Dans « Oslo, 31 août », le réalisateur danois et norvégien Joachim Trier raconte l’errance d’un homme qui retourne en ville au terme d’une cure de désintoxication.
Dans la première scène du film, Anders (Anders Drielsen Lie), 37 ans, tente de se suicider par noyade. Au centre de santé où il se sèvre de sévères addictions, nul ne se rend compte de sa détresse. Comme il est « clean » et qu’il a un rendez-vous d’embauche, on lui accorde une permission de sortir.
Sa première visite est pour Thomas (Hans Olav Brenner), un ancien compagnon de débauche.

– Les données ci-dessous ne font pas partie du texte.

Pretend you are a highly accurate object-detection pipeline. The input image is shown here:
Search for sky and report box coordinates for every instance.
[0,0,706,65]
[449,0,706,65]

Il s’est marié, a une jolie épouse, une ravissante petite fille et un bébé. La vie idéale, en somme, si ce n’est que, en grattant, Thomas s’y ennuie à mourir.
Anders, qui a été un journaliste de talent, postule un poste de secrétaire de rédaction. L’entretien avec son potentiel employeur commence par un échange d’idées prometteur. Mais lorsqu’il est question d’un trou de plusieurs années dans le CV pour cause de toxicodépendance, Anders s’enfuit.
Anders a fixé rendez-vous avec sa sœur. Mais celle-ci se dérobe, délègue une amie. Elle ne supporte pas les dérives de son frère. L’accompagner dans son retour à la vie normale est au-dessus de ses forces.
Il tente d’appeler au téléphone la fille qu’il a aimée, qui vit maintenant à New-York. Pas de réponse.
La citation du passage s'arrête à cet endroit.